10 U.S.C. § 1169. Regular enlisted members: limitations on discharge
No regular enlisted member of an armed force may be discharged before his term of service expires, except— (1) as prescribed by the Secretary concerned;
(2) by sentence of a general or special court-martial; or
(3) as otherwise provided by law.

. June 19, 1951-Oct. 27, 1953, NATO, T.I.A.S. No. 2846 [hereinafter NATO SOFA].

. Agreement to Supplement NATO SOFA with respect to Foreign Forces stationed in the Federal Republic of Germany, Aug. 3, 1959-June 1, 1963, NATO, T.I.A.S. No. 5351 [hereinafter Supplementary Agreement].

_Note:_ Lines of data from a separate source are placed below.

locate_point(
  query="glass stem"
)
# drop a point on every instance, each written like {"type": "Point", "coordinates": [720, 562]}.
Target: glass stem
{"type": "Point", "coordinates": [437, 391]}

. Affidavits and other attachments submitted by the parties have raised a factual question which goes to the unwaivable issue of jurisdiction. We need not, however, remand the case to the trial level for a United States v. DuBay, 17 U.S.C.M.A. 147, 37 C.M.R. 411, 1967 WL 4276 (C.M.A. 1967), proceeding, as we determine that appellant’s jurisdictional attack fails on other grounds.

. Soldiers no longer receive a final cash payment upon termination of service in most instances. Verification of pay data and debt recoupment at centralized finance and accounting offices, followed by an electronic transfer of funds to the soldier’s financial institution of choice, has replaced the time honored practice of reporting to the finance office and receiving “cold cash.’’ Current technology and accounting practices may have changed the analysis necessary for determining when a final accounting of pay has occurred.